Why she depicted Dinah seated? As a black woman who was a servant and caregiver, “sitting is a revolutionary act," Belle said.

Kenturah Davis

Davis proposed Dinah as two miniature, 2-D portraits inside an oval-shaped, rose-colored glass. One image would depict Dinah from the back, with her face hidden from the viewer, because there are no known photographs of the real Dinah. The other is an outline of Dinah’s profile, as a younger woman, half-turned, in a blurred exposure.

Davis suggested placing her Dinah monument near the front door — as opposed to the garden behind the house — as a way to “elevate” Dinah’s story. She said it also puts her on equal footing with a 1939 cast-bronze monument to James Logan that Stenton acquired last year.

Karyn Olivier

Olivier showed a sculpted silhouette of Dinah’s face engraved on limestone among benches surrounded by gardens and a small fountain.

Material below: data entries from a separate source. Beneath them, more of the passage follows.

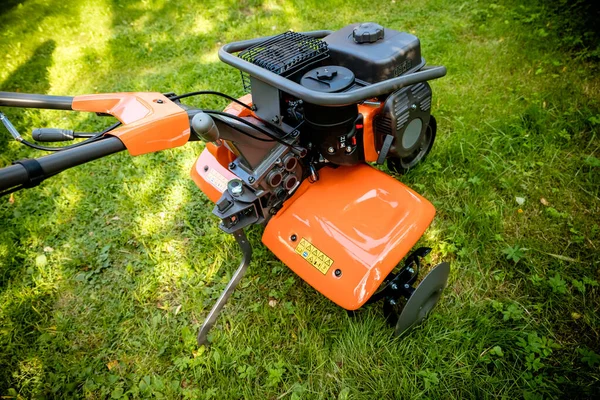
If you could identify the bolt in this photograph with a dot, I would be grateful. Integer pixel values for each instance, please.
(235, 187)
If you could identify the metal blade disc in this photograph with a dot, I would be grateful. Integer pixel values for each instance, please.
(424, 298)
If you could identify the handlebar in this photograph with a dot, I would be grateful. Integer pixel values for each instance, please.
(18, 174)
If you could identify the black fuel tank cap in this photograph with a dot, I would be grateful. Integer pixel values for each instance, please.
(368, 32)
(328, 79)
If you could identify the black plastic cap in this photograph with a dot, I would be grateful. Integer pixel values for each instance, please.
(369, 32)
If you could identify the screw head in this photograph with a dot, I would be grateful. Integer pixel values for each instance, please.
(235, 187)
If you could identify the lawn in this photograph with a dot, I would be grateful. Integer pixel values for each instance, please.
(107, 270)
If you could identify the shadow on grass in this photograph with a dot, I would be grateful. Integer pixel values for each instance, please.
(8, 5)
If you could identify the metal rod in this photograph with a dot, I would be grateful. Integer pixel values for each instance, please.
(14, 175)
(29, 100)
(246, 248)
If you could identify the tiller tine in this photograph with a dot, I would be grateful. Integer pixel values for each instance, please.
(420, 300)
(246, 248)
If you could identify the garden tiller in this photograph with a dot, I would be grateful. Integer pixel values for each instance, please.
(296, 155)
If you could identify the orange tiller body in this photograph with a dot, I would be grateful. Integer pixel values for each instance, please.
(355, 223)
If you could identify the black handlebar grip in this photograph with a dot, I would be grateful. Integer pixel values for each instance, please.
(52, 135)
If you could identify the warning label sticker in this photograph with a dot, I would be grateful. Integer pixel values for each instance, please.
(314, 256)
(217, 180)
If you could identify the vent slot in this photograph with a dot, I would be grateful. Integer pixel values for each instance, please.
(284, 54)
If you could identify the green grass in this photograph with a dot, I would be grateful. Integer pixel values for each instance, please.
(107, 270)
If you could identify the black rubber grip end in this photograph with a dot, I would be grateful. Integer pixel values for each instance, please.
(52, 135)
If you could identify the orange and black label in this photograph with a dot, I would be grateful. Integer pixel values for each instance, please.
(314, 256)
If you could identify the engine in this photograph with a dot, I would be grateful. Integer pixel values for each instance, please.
(339, 98)
(353, 57)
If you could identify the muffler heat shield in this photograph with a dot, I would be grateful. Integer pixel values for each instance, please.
(346, 232)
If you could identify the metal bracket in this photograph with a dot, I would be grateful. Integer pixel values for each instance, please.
(246, 248)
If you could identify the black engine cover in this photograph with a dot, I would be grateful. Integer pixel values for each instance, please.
(405, 116)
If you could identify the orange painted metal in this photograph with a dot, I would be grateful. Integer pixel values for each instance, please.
(210, 174)
(151, 122)
(360, 218)
(369, 112)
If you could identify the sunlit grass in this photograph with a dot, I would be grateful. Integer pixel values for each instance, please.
(107, 270)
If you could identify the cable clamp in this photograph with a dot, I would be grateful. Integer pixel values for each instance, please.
(35, 173)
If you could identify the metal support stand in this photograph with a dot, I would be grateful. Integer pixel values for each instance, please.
(240, 237)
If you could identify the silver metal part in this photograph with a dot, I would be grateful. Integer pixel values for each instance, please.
(10, 128)
(240, 237)
(424, 298)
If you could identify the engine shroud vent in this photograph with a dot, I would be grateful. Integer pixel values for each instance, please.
(401, 108)
(285, 54)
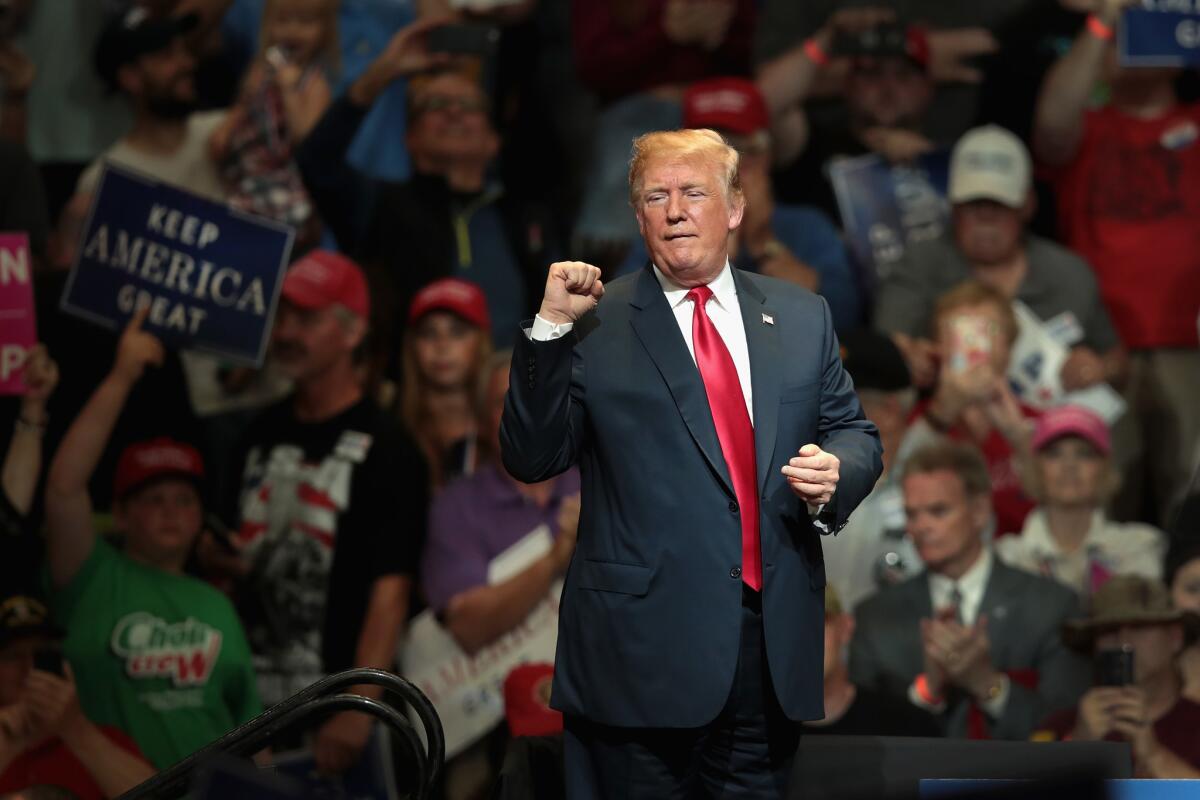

Because so little is known of Dinah’s life, Olivier included questions written across her image, such as: What was your full name? When were you born and when did you die? How did freedom feel?

On another panel, questions are posed to visitors, including: How would you wish to be remembered? and Do you feel free?

Olivier described her proposal as offering “different ways for visitors to engage and activate Dinah’s memory.”